Drs. Foster and Smith Diver's Den® - Zebrasoma gemmatum

could you imagine paying that much for a fish?? insane!


----------



## brutemike (Mar 23, 2010)

that is insane for a fish. I don't have any but alway wanted a tank in the wall where you could see it from either side.


----------



## duckincrazy92 (May 24, 2011)

He better poop hundred dollar bills


----------



## CRAZYCRACKAZ71 (Oct 8, 2011)

88rxn/a said:


> i have had a 90 gallon for almost a year this fall. liveaquaria has the absolute best livestock to chose from...
> once in a while they have a crazy specimen for sale, this is an example.:bigeyes:
> 
> Drs. Foster and Smith Diver's Den® - Zebrasoma gemmatum
> ...


 
3 grand for a tank....mother.......chew we have a big 55 gallon tamk have fish in it thats bigger then your hand....love um but i am never paying 3g for a fish!


----------



## Litenyaup (Aug 28, 2011)

I have a custom 189 gallon display tank with 3 side star fire glass, total of 229 gallons. Custom built red oak stand and hood. 3 evolution led light fixtures. I build the sump and auto too off tank. 2 vortec mp40's. iwaki 1200 gph return pump. Hurricane cat1 skimmer, kalk reactor, turbo twist 32watt uv, carbon and GFO reactors. 

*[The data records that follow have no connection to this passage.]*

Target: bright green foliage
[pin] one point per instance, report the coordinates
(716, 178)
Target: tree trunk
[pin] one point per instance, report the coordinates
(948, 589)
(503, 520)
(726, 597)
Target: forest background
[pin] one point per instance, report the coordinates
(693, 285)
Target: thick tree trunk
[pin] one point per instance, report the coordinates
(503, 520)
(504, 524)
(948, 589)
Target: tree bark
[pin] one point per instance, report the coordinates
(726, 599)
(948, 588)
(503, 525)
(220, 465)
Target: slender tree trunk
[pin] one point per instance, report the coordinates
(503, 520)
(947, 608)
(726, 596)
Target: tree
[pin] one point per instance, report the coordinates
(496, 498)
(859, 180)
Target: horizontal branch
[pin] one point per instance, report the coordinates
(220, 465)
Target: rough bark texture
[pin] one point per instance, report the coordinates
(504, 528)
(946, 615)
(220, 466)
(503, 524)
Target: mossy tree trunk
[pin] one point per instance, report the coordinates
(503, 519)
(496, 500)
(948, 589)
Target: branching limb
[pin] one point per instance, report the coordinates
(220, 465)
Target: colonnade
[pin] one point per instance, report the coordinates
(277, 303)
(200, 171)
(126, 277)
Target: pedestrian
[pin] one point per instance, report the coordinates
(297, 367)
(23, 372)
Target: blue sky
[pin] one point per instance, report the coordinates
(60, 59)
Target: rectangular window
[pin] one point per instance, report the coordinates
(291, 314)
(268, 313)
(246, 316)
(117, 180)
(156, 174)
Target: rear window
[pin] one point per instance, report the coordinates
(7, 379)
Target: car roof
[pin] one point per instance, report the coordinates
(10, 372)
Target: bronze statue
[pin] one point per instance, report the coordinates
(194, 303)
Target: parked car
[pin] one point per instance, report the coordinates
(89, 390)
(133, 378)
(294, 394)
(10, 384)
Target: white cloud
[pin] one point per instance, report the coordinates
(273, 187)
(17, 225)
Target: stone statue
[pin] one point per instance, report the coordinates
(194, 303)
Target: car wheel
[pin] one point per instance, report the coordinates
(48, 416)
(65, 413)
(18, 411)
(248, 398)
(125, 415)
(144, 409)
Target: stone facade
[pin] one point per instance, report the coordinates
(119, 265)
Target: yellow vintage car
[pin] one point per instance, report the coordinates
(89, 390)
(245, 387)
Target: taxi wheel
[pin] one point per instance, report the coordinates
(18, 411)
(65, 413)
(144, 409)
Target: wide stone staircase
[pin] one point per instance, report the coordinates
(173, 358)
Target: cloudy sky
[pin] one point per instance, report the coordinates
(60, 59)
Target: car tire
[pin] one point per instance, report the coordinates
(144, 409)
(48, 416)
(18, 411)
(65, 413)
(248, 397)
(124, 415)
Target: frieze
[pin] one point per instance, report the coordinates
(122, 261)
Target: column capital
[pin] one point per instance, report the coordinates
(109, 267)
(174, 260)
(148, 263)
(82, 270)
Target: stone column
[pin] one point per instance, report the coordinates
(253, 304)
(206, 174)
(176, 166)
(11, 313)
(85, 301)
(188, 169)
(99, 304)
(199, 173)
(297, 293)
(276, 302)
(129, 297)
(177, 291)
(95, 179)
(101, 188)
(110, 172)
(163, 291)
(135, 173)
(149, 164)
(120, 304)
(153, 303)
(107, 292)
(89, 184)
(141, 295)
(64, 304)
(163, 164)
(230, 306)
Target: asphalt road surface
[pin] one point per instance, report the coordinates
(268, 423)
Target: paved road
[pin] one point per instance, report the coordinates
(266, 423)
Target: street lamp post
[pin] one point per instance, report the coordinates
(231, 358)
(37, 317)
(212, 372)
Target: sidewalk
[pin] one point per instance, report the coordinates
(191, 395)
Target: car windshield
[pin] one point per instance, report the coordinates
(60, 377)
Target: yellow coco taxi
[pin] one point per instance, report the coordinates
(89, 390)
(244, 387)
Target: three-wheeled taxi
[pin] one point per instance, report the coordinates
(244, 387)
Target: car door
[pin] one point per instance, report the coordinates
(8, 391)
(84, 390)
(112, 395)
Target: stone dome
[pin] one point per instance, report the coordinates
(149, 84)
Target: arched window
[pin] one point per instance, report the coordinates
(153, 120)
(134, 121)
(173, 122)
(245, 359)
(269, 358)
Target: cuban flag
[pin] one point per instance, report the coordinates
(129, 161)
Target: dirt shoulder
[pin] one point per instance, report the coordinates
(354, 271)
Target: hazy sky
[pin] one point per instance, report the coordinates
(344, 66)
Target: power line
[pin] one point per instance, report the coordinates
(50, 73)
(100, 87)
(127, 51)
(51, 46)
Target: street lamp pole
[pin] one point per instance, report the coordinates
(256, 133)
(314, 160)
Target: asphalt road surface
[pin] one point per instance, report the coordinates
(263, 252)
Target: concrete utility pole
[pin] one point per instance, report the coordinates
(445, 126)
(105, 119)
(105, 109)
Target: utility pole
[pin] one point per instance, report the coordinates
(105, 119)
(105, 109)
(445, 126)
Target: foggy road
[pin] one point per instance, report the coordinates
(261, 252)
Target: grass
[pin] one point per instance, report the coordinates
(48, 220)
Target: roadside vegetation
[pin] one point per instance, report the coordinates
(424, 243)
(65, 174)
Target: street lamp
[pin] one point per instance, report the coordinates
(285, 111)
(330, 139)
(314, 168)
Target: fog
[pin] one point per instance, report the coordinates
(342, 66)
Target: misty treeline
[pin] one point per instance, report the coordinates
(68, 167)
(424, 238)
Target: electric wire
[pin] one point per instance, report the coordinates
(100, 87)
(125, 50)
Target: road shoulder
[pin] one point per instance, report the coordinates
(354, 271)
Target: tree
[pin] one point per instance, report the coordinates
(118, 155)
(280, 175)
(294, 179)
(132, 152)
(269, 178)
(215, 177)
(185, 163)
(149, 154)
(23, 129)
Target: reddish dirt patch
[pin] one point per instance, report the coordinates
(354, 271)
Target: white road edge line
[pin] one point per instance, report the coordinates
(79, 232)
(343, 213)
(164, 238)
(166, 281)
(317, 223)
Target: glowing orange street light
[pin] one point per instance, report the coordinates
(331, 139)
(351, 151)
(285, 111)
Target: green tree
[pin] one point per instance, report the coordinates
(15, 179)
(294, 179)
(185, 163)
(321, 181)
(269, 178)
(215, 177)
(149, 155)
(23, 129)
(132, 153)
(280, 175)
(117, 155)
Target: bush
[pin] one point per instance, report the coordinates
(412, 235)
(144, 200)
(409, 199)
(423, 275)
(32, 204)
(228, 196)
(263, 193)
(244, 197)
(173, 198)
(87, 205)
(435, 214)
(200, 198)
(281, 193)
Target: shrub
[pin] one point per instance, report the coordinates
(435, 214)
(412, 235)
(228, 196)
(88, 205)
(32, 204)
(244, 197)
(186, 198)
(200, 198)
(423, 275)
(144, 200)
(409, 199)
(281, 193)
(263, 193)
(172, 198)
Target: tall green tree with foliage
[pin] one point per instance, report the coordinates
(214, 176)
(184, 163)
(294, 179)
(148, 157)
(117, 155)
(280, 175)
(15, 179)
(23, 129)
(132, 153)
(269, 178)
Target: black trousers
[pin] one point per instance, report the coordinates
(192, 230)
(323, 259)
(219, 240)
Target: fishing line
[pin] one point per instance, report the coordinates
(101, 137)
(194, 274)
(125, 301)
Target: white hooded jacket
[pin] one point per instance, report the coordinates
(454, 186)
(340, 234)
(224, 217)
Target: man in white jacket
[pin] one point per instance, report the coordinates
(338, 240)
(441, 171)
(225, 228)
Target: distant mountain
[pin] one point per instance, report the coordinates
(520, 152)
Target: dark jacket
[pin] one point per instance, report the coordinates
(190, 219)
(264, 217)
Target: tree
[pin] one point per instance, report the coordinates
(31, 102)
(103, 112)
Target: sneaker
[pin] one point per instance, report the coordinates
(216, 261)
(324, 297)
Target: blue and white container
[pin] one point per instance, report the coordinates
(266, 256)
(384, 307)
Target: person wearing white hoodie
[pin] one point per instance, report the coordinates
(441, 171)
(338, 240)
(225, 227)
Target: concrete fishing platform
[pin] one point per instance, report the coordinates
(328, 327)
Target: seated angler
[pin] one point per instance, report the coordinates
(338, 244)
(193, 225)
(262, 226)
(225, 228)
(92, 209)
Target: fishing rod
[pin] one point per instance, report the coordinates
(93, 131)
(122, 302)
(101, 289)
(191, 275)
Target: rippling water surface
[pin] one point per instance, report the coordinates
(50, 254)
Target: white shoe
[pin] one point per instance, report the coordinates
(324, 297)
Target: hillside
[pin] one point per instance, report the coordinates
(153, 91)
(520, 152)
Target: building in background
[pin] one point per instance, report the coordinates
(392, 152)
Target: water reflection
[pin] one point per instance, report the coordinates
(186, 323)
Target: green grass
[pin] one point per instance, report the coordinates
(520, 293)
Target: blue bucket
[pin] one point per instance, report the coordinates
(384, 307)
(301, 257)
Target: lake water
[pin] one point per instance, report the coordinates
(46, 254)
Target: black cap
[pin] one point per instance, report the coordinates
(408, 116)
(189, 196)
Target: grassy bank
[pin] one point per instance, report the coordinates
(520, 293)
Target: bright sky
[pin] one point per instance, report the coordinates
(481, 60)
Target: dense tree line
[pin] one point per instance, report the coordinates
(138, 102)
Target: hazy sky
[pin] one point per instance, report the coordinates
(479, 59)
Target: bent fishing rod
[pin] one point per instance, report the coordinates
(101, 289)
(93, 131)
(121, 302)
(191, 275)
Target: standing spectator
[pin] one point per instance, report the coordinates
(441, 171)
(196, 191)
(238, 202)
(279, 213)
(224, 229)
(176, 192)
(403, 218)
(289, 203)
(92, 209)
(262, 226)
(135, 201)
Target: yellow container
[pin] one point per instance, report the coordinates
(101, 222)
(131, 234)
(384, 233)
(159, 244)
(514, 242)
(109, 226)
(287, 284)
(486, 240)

Full mixed reef with a mixture of everything...sps, zoanthids, lps, about 150 lbs of live rock. 15 fish. Ill get pics up when I can.


----------



## 88rxn/a (Mar 2, 2009)

nice!
my 30 gallon sump is in the basement which will be upgraded to my 50 gallon soon.. have you seen the wp40's yet? i been running for almost 2 months and im happy with it.

here is my setup:
90 gallon dislpay
30 gallon sump
aquaticlife 6 ATI bulb T5 fixture
GFO reactor
SWC 160 skimmer
reeflow dart hybrid return
reefkeeper lite
wp40
cosat to coast overflow
i only have 5 fish right now
some sps, zoas, lps and 2 rainbow BTA anemones.


----------



## 88rxn/a (Mar 2, 2009)

:34:
Drs. Foster and Smith Diver's Den® - Belonoperca pylei


----------



## bruteguy750 (Oct 25, 2012)

I have had some pricey fish but that is ridiculous. Beautiful fish though.


----------



## MileHighOutlaw (Jun 5, 2013)

My largest salt water setup was a 125 gallon acrylic with compact fluorescent lighting. Now I just enjoy my little 20 gallon mini reef.


----------